I'm assuming many here are involved in projects only at one (or several) stages along the way, and ultimately not responsible or interested in them long-term. Its probably worth noting that this is another important nexus where individual artists and producers, as well as those working for institutions are going to have very different perspectives from many editors.

But I came here to post these two perspectives:

The first, a moral perspective from Martin Scorsese:

"So when I hear the question – and interestingly enough some people are still asking it – “why preserve anything?” – I just think of those stories. All that silent film, all those images of the Civil War, and there was no consciousness of their lasting value. That only came later. Why preserve? Because we can’t know where we’re going unless we know where we’ve been – we can’t understand the future or the present until we have some sort of grappling with the past."
"So we have to take really good care of what’s left. Everything, from the acknowledged masterworks of cinema to industrial films and home movies, anthropological films. Anything that could tell us who we are."
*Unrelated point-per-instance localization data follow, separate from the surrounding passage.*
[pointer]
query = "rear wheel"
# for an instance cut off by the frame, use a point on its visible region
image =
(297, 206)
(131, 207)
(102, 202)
The second, a money perspective concerning Doctor Who (wikipedia, but many other sources out there):
(for context, some current audience figures here

The Doctor Who missing episodes are the instalments of the long-running British science-fiction programme that have no known film or videotape copies. They were destroyed by the BBC during the 1960s and 1970s for economic and space-saving reasons. … Doctor Who is not unique in this respect, as thousands of hours of programming from across all genres were destroyed by the BBC until 1978, when the corporation's archiving policies were changed.

The role or responsibility of Apple (or any other corporation) in all of this certainly up for debate, however its hard to regard with enthusiasm those who make it more difficult, and certainly those looking to the long term and making things easier should be applauded.